How do you solve #4tanx + sin2x = 0#?

2 Answers
May 4, 2015

Any integer multiple of #\pi#, [ ex) # x=0,\pi,-pi,2pi,-2pi, ... ]# will solve the equation.

Use that #tanx=sinx/cosx# and that #(sin2x=2sinx cosx)#

Making these substitutions,

#4tanx+sin2x=4sinx/cosx+2sinxcosx=#

#=sinx(4/cosx+2cosx)#

One way this expression can equal zero is if #sin x=0#. #sin x# will be zero whenever #x# is an integer multiple of #pi#.

Are there any other solutions?

The expression will also be zero when #4/cosx+2cosx=0#.

The preceding equation can be rearranged into the form,

#(cosx)^2=-2#

Because the square of a real number cannot be negative there are no solutions to this equation.

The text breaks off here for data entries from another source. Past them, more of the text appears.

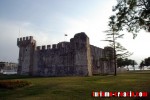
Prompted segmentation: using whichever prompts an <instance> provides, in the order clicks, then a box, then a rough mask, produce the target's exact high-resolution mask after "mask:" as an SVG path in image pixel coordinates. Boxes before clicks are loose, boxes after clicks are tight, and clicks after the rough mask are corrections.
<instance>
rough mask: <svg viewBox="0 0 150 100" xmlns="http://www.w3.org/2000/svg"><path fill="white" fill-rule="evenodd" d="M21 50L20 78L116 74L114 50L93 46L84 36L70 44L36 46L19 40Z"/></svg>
mask: <svg viewBox="0 0 150 100" xmlns="http://www.w3.org/2000/svg"><path fill="white" fill-rule="evenodd" d="M17 46H18V47H19V60H18V61H19V63H18V74H20V75H32V76H92V75H94V74H113V73H114V64H113V63H114V62H113V60H112V59H107V60H103V59H104V58H108V56H110V55H111V56H113V48H111V47H105V48H104V49H102V48H98V47H95V46H93V45H90V44H89V38H88V36H87V35H86V34H85V33H84V32H81V33H77V34H75V36H74V37H73V38H71V39H70V42H59V43H58V44H52V45H47V46H46V45H43V46H36V40H34V39H33V37H32V36H30V37H23V38H18V39H17Z"/></svg>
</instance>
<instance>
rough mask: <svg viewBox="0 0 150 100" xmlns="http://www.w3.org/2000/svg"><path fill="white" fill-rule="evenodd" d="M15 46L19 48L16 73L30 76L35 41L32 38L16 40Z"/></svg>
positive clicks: (25, 38) (23, 38)
mask: <svg viewBox="0 0 150 100" xmlns="http://www.w3.org/2000/svg"><path fill="white" fill-rule="evenodd" d="M17 46H18V47H19V59H18V71H17V73H18V74H20V75H32V72H33V56H34V50H35V47H36V41H35V40H34V39H33V36H29V37H23V38H18V39H17Z"/></svg>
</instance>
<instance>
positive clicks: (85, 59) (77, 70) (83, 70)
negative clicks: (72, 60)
mask: <svg viewBox="0 0 150 100" xmlns="http://www.w3.org/2000/svg"><path fill="white" fill-rule="evenodd" d="M71 44H72V45H73V48H74V50H75V55H74V59H75V61H74V66H75V67H76V74H77V75H81V76H92V65H91V49H90V44H89V38H88V36H87V35H86V34H85V33H84V32H81V33H77V34H76V35H75V36H74V38H73V39H71Z"/></svg>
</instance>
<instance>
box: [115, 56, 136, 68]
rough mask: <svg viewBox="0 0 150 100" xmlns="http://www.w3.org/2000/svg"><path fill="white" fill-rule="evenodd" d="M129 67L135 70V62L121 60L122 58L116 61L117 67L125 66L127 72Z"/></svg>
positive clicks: (123, 59) (121, 66)
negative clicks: (127, 70)
mask: <svg viewBox="0 0 150 100" xmlns="http://www.w3.org/2000/svg"><path fill="white" fill-rule="evenodd" d="M129 65H131V66H132V67H133V69H134V70H135V67H134V66H135V65H137V62H136V61H135V60H132V59H128V58H125V59H122V58H118V59H117V66H118V67H125V66H127V70H129V68H128V66H129Z"/></svg>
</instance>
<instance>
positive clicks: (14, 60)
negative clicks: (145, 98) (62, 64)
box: [0, 0, 150, 62]
mask: <svg viewBox="0 0 150 100" xmlns="http://www.w3.org/2000/svg"><path fill="white" fill-rule="evenodd" d="M115 4H116V0H0V61H8V62H9V61H11V62H17V61H18V60H17V59H18V53H19V48H18V47H17V38H18V37H23V36H31V35H32V36H34V39H36V40H37V45H47V44H54V43H58V42H61V41H64V40H65V41H69V40H70V38H72V37H73V36H74V34H75V33H78V32H85V33H86V34H87V35H88V37H89V38H90V44H92V45H95V46H98V47H101V48H103V47H104V46H107V45H108V43H106V42H103V41H101V40H104V39H105V38H106V36H105V33H104V32H103V31H105V30H107V29H108V27H107V24H108V18H109V16H111V15H112V6H114V5H115ZM19 30H20V32H19ZM124 33H125V34H126V35H125V37H124V39H123V40H120V41H121V43H122V45H123V46H125V47H126V48H127V49H128V50H129V51H130V52H134V54H133V55H132V56H131V57H130V58H132V59H134V60H136V61H137V62H140V61H141V60H142V59H143V58H145V57H149V56H150V47H149V45H148V43H149V41H150V34H149V33H146V32H145V31H141V32H140V33H138V36H137V38H136V39H134V40H133V38H132V34H131V33H127V32H124ZM64 34H68V36H67V37H64Z"/></svg>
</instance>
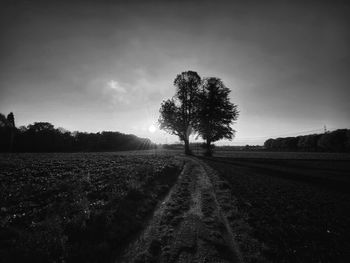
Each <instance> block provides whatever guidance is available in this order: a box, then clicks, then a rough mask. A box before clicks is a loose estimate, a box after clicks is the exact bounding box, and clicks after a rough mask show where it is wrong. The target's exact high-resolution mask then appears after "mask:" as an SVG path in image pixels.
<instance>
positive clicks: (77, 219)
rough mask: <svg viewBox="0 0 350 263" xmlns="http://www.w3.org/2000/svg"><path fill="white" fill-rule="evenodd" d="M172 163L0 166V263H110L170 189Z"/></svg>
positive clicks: (128, 157) (72, 164) (69, 154)
mask: <svg viewBox="0 0 350 263" xmlns="http://www.w3.org/2000/svg"><path fill="white" fill-rule="evenodd" d="M173 160H174V159H173V158H171V157H167V156H158V157H157V158H154V157H153V156H151V155H149V156H136V155H132V156H119V155H113V154H103V153H101V154H19V155H13V156H12V158H11V159H9V158H4V157H3V158H1V159H0V164H1V165H0V167H1V168H0V177H1V189H0V193H1V197H0V198H1V199H0V200H1V202H0V203H1V212H0V213H1V214H0V215H1V225H0V237H1V238H0V244H1V246H0V247H1V248H0V261H2V262H23V261H28V260H29V261H32V262H48V261H51V262H54V261H55V262H63V261H65V262H77V261H83V262H101V261H103V262H108V261H112V259H113V258H114V257H115V256H116V254H117V253H119V252H120V251H121V250H122V249H123V245H124V244H125V243H126V241H127V240H129V239H130V238H132V237H133V236H134V235H135V234H136V233H137V232H138V231H140V230H141V229H142V228H143V226H144V224H145V220H144V219H145V218H147V216H149V215H150V214H151V213H152V211H153V209H154V207H155V206H156V204H157V202H158V200H159V199H161V196H163V195H164V194H165V193H166V192H167V191H168V190H169V188H170V187H171V186H172V184H173V183H174V182H175V181H176V178H177V176H178V174H179V171H180V166H179V165H178V164H176V163H175V162H174V161H173Z"/></svg>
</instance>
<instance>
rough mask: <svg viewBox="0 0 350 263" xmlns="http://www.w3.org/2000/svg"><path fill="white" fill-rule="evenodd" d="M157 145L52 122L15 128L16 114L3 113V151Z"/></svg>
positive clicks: (140, 139)
mask: <svg viewBox="0 0 350 263" xmlns="http://www.w3.org/2000/svg"><path fill="white" fill-rule="evenodd" d="M152 148H156V145H155V144H153V143H152V142H151V141H150V140H149V139H145V138H139V137H137V136H135V135H132V134H123V133H120V132H110V131H104V132H98V133H85V132H73V133H72V132H69V131H67V130H65V129H62V128H55V127H54V126H53V125H52V124H51V123H49V122H35V123H33V124H30V125H28V126H26V127H25V126H21V127H19V128H16V126H15V121H14V115H13V113H10V114H9V115H8V116H7V117H5V115H3V114H1V113H0V152H79V151H84V152H85V151H86V152H90V151H98V152H99V151H125V150H146V149H152Z"/></svg>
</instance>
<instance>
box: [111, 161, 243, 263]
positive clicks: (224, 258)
mask: <svg viewBox="0 0 350 263" xmlns="http://www.w3.org/2000/svg"><path fill="white" fill-rule="evenodd" d="M181 158H182V160H183V161H184V162H185V164H184V168H183V171H182V173H181V174H180V176H179V178H178V181H177V183H176V184H175V185H174V187H173V188H172V189H171V190H170V192H169V193H168V195H167V196H166V197H165V199H164V200H163V201H162V202H161V204H160V205H159V206H158V208H157V209H156V210H155V212H154V214H153V216H152V218H151V219H150V220H149V223H148V226H147V227H146V228H145V230H144V231H143V232H142V233H141V234H140V235H139V237H138V238H137V239H135V240H134V242H132V243H131V244H130V245H129V246H128V248H127V249H126V251H125V253H124V255H123V256H122V258H119V259H117V260H116V262H242V261H243V260H242V256H241V253H240V251H239V249H238V246H237V244H236V241H235V234H234V232H233V231H232V228H231V227H230V225H229V224H228V221H227V218H226V215H225V213H224V211H223V209H222V207H221V205H220V204H219V201H218V196H217V193H216V189H215V186H218V185H220V183H221V182H220V180H219V179H218V177H216V175H215V172H214V171H213V170H212V169H211V168H210V167H208V166H207V165H206V164H204V163H203V162H201V161H199V160H198V159H196V158H188V157H181ZM223 193H224V192H223V191H221V195H222V194H223Z"/></svg>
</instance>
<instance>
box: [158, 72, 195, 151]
mask: <svg viewBox="0 0 350 263" xmlns="http://www.w3.org/2000/svg"><path fill="white" fill-rule="evenodd" d="M200 84H201V78H200V76H199V75H198V74H197V72H194V71H185V72H182V73H181V74H179V75H177V77H176V78H175V80H174V86H175V87H176V93H175V96H174V97H173V98H172V99H169V100H166V101H163V103H162V104H161V107H160V110H159V112H160V117H159V121H158V122H159V124H160V129H163V130H165V131H167V132H169V133H170V134H174V135H177V136H179V138H180V140H181V141H183V142H184V143H185V153H186V154H190V153H191V151H190V148H189V136H190V134H191V132H192V128H193V127H194V126H196V115H197V113H196V112H197V105H198V103H197V101H198V98H199V97H198V92H199V86H200Z"/></svg>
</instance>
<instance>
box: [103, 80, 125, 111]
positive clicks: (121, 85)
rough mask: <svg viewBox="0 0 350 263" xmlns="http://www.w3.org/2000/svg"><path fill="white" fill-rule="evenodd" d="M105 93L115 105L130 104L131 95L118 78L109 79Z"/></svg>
mask: <svg viewBox="0 0 350 263" xmlns="http://www.w3.org/2000/svg"><path fill="white" fill-rule="evenodd" d="M104 95H105V96H106V98H107V99H108V100H110V101H111V103H112V104H113V105H117V104H119V105H120V104H130V95H129V94H128V91H127V89H126V88H125V87H123V86H122V85H120V83H119V82H118V81H116V80H113V79H112V80H109V81H108V82H107V84H106V86H105V89H104Z"/></svg>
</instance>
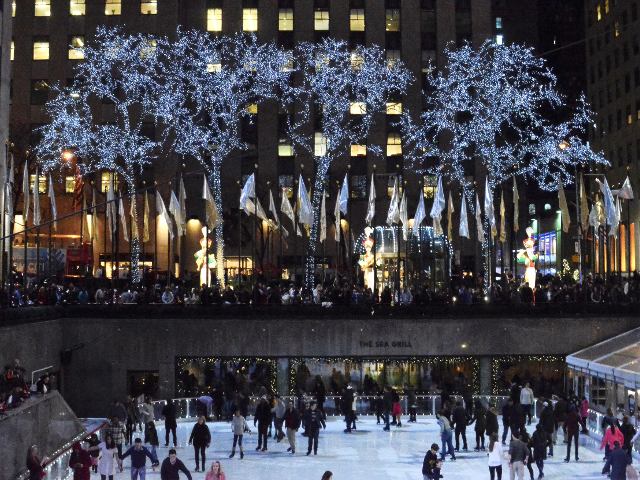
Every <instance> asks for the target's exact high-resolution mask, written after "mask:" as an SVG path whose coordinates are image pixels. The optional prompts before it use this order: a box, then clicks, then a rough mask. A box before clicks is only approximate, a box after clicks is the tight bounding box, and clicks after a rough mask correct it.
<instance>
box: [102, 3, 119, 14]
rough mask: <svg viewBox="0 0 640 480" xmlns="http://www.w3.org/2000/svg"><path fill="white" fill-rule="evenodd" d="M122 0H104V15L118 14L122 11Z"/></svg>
mask: <svg viewBox="0 0 640 480" xmlns="http://www.w3.org/2000/svg"><path fill="white" fill-rule="evenodd" d="M121 3H122V0H105V2H104V14H105V15H120V14H121V12H122V10H121V9H122V5H121Z"/></svg>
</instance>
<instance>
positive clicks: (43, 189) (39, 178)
mask: <svg viewBox="0 0 640 480" xmlns="http://www.w3.org/2000/svg"><path fill="white" fill-rule="evenodd" d="M35 181H36V176H35V175H29V191H30V192H31V193H33V183H34V182H35ZM38 193H47V177H45V176H44V175H38Z"/></svg>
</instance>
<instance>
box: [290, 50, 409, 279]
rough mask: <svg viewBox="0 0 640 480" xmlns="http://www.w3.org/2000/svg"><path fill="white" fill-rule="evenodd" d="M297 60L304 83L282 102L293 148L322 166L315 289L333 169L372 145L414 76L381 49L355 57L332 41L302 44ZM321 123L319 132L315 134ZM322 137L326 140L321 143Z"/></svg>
mask: <svg viewBox="0 0 640 480" xmlns="http://www.w3.org/2000/svg"><path fill="white" fill-rule="evenodd" d="M294 58H295V65H294V70H295V71H296V72H297V73H298V75H297V77H298V78H299V79H300V81H299V82H298V83H297V84H294V85H291V86H289V87H288V88H286V89H285V90H284V91H283V95H282V97H281V101H282V103H283V106H284V107H285V108H286V109H287V110H289V111H291V115H289V116H288V134H289V136H290V138H291V140H292V143H293V145H294V146H295V147H299V148H300V149H303V150H306V151H307V152H308V153H309V155H311V156H312V157H313V159H314V160H315V162H316V175H315V183H314V187H313V193H312V207H313V224H312V225H311V226H310V240H309V251H308V255H307V265H306V275H305V284H306V286H307V287H308V288H311V287H312V286H313V281H314V274H315V261H314V258H315V252H316V246H317V241H318V234H319V216H320V202H321V199H322V192H323V183H324V182H325V181H326V180H327V172H328V170H329V167H330V166H331V163H332V162H333V161H334V160H335V159H337V158H339V157H340V156H341V155H342V154H343V153H345V152H347V151H349V150H350V148H351V145H361V144H366V143H367V136H368V134H369V131H370V129H371V126H372V125H373V123H374V120H375V118H376V116H377V115H379V114H380V113H381V112H385V111H386V105H387V102H388V101H389V99H390V98H391V97H392V96H393V95H397V94H402V93H404V91H405V88H406V86H407V85H408V84H409V82H410V81H411V75H410V73H409V72H408V71H407V70H406V69H405V67H404V66H403V65H402V63H401V62H399V61H398V62H391V63H390V62H387V60H386V59H385V55H384V51H383V50H381V49H379V48H377V47H362V46H359V47H357V48H356V50H355V51H354V52H351V51H350V50H349V49H348V48H347V44H346V43H345V42H338V41H335V40H331V39H325V40H323V41H322V42H321V43H319V44H310V43H303V44H300V45H299V46H298V47H297V48H296V50H295V53H294ZM294 110H295V111H294ZM316 118H317V119H318V120H319V132H313V131H310V130H312V129H310V125H313V124H314V119H316ZM316 134H318V135H320V134H321V135H322V137H321V138H320V139H316ZM367 150H368V151H370V152H372V153H375V154H380V152H381V149H380V147H379V146H377V145H372V144H368V145H367Z"/></svg>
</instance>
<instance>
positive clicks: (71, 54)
mask: <svg viewBox="0 0 640 480" xmlns="http://www.w3.org/2000/svg"><path fill="white" fill-rule="evenodd" d="M83 48H84V37H83V36H81V35H73V36H72V37H71V38H70V41H69V60H82V59H83V58H84V50H83Z"/></svg>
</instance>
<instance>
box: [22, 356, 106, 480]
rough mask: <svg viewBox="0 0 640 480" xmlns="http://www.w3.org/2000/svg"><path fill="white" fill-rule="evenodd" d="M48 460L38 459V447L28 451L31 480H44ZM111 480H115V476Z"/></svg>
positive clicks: (27, 461)
mask: <svg viewBox="0 0 640 480" xmlns="http://www.w3.org/2000/svg"><path fill="white" fill-rule="evenodd" d="M14 362H15V361H14ZM114 448H115V446H114ZM48 460H49V459H48V458H47V456H46V455H45V456H44V457H42V460H40V459H39V458H38V447H37V446H36V445H32V446H30V447H29V449H28V450H27V469H28V470H29V480H42V477H44V476H45V473H44V467H45V466H46V465H47V461H48ZM103 480H104V477H103ZM110 480H113V475H112V478H111V479H110Z"/></svg>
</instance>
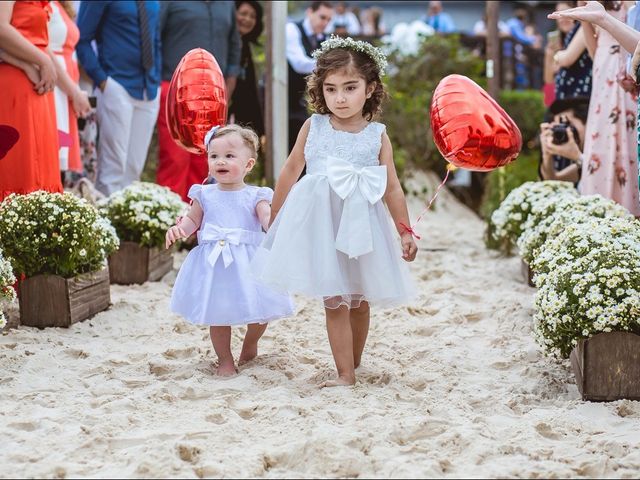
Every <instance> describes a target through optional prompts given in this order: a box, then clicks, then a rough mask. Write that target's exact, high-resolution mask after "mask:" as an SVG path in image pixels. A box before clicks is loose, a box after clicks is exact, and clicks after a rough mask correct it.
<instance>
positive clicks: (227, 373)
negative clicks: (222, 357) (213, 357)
mask: <svg viewBox="0 0 640 480" xmlns="http://www.w3.org/2000/svg"><path fill="white" fill-rule="evenodd" d="M237 373H238V370H237V369H236V366H235V365H234V364H233V362H222V363H220V364H219V365H218V369H217V370H216V374H217V375H218V376H220V377H232V376H234V375H235V374H237Z"/></svg>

Therefore, integer multiples of #pi# are the only solutions.

May 5, 2015

There is another way that gives same answer.
Call tan x = t . Use trig identity: # sin 2x = (2t)/(1 + t^2)#

#f(x) = 4t + (2t)/(1 + t^2) = [(2t).(3 + 2t^2)]/(1 + t^2)# = 0
The 2 quantities with t^2 are always positive.
f(x) = 0 when t = tan x = 0 -> x = 0 or #x = K.Pi#